Overall, our work generalizes the classic differential privacy framework to explicitly consider correlations in datasets, thus enhancing the applicability of the approach to a wide range of datasets and applications. We formalize the notion of dependent differential privacy (DDP); DDP aims to explicitly incorporate probabilistic dependency constraints among tuples in the privacy formulation. We also propose a perturbation mechanism to achieve the privacy guarantees in DDP; our approach extends the conventional Laplace perturbation mechanism by incorporating the correlation between data tuples. To do so, we introduce the concept of dependent coefficient between two tuples, which aims to capture the correlation between data tuples from the perspective of privacy. (The dependent coefficient between two tuples evaluates the ratio between the dependent indistinguishability of one tuple induced by the other tuple and the self indistinguishability of the tuple itself.) Our perturbation mechanism can be applied for arbitrary data queries and we validated its effectiveness using real-world datasets.
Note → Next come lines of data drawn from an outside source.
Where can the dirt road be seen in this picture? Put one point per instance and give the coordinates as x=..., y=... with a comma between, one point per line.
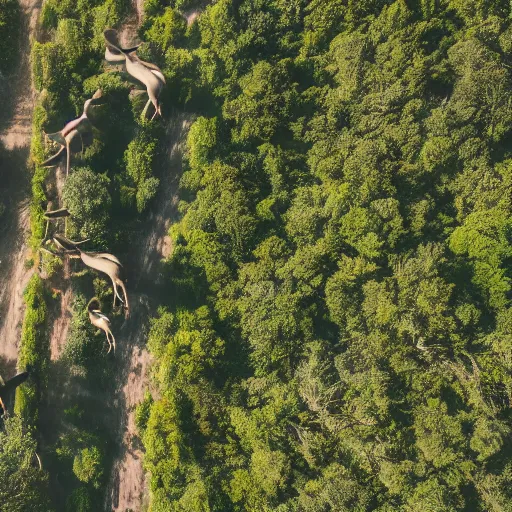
x=15, y=136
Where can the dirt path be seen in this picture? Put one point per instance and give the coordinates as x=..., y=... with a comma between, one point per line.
x=127, y=489
x=15, y=136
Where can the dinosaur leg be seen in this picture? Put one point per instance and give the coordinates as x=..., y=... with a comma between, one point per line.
x=116, y=293
x=155, y=114
x=109, y=344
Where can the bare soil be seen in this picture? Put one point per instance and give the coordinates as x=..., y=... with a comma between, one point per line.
x=15, y=134
x=127, y=489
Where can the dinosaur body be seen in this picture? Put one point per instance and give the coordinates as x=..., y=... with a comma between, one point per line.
x=103, y=262
x=7, y=388
x=99, y=320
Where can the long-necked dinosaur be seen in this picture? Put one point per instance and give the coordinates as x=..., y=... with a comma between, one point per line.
x=6, y=388
x=71, y=136
x=145, y=72
x=102, y=261
x=99, y=320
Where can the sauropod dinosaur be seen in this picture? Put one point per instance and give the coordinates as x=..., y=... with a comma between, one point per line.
x=148, y=74
x=103, y=262
x=6, y=388
x=71, y=136
x=99, y=320
x=53, y=215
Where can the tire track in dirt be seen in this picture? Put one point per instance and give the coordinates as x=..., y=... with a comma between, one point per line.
x=128, y=488
x=16, y=137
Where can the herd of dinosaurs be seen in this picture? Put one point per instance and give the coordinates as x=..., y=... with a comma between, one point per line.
x=72, y=138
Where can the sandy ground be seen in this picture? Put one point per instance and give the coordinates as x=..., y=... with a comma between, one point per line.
x=128, y=482
x=15, y=136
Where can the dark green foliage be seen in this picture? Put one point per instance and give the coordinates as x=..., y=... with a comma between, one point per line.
x=346, y=213
x=9, y=33
x=87, y=198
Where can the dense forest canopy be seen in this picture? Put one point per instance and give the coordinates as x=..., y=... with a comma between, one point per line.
x=338, y=335
x=335, y=328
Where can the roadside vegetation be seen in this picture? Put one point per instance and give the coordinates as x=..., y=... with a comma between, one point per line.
x=335, y=331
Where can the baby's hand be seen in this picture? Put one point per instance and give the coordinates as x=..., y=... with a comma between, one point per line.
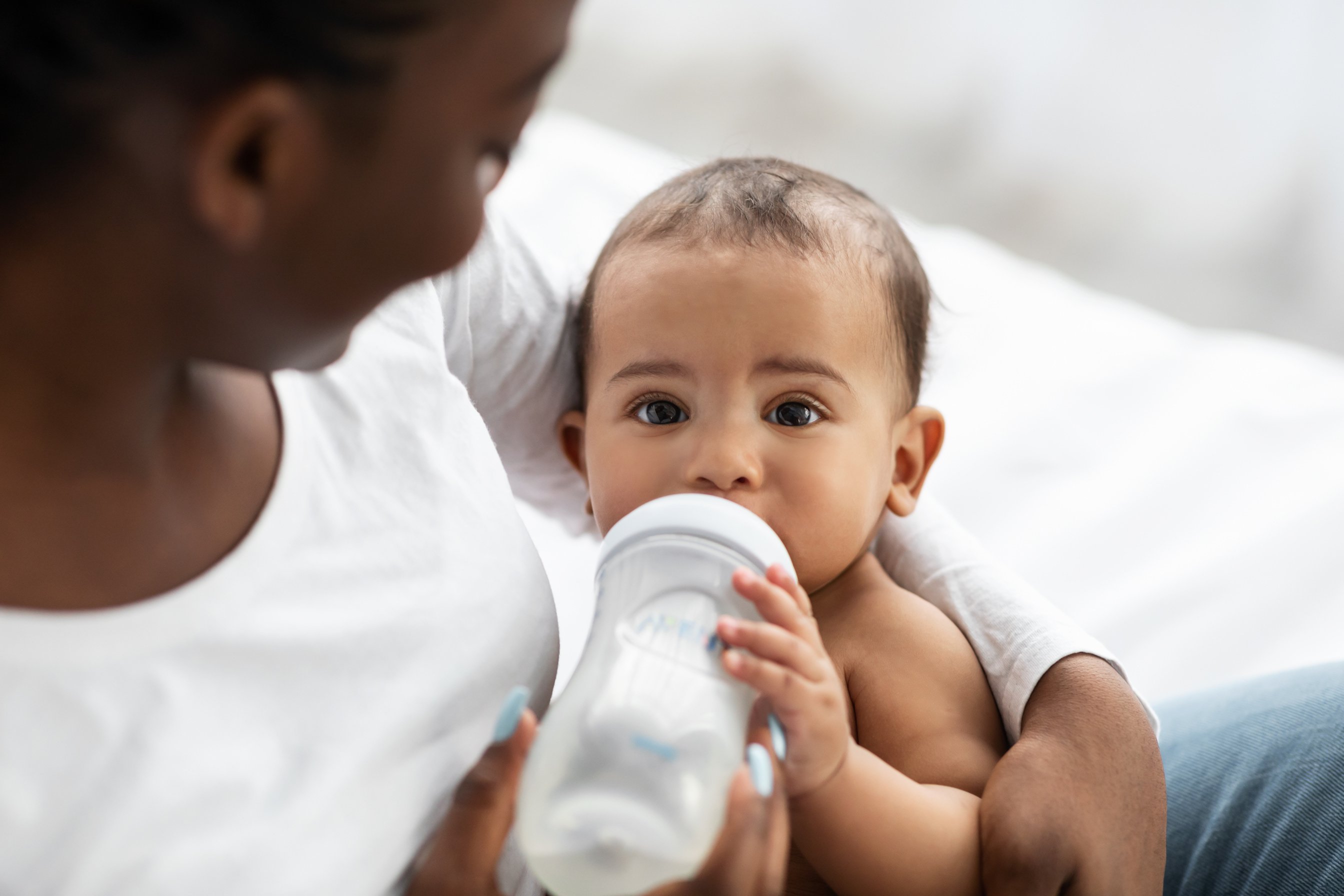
x=790, y=668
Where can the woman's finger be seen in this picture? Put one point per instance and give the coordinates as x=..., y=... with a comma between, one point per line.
x=772, y=642
x=460, y=858
x=753, y=848
x=776, y=605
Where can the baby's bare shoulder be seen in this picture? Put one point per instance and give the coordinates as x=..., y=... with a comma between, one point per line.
x=920, y=698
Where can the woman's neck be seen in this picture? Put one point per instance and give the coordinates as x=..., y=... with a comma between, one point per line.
x=124, y=470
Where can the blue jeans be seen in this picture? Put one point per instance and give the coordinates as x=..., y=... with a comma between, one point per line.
x=1256, y=788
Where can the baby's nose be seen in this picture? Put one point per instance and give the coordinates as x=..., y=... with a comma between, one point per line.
x=725, y=462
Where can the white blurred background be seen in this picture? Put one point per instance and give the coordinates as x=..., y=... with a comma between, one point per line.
x=1188, y=155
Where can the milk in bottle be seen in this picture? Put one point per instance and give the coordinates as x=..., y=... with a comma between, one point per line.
x=626, y=784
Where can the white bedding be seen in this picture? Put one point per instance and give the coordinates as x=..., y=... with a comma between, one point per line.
x=1179, y=492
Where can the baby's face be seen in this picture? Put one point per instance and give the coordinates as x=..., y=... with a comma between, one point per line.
x=754, y=376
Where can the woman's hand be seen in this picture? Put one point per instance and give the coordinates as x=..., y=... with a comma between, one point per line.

What are future research directions for dependent differential privacy?

First, to form a deeper understanding of our dependent differential privacy framework, it would be interesting to explore the application of standard concepts in differential privacy to our framework, such as local sensitivity and smooth sensitivity. Second, the effectiveness of our proposed perturbation mechanism depends on how well the dependence among data can be modeled and computed. One limitation of our work is that the dependence coefficient is exactly known to both the adversary and the database owner. How to accurately compute the dependence coefficient and deal with potential underestimation would be an interesting future work (note that the overestimation of dependence coefficient continues to provide rigorous DDP guarantees). Finally, in our dependent differential privacy framework, we only considered pairwise correlations between tuples in a database. An important research direction is to generalize the pairwise correlations that we considered in our paper to joint correlations in the dataset.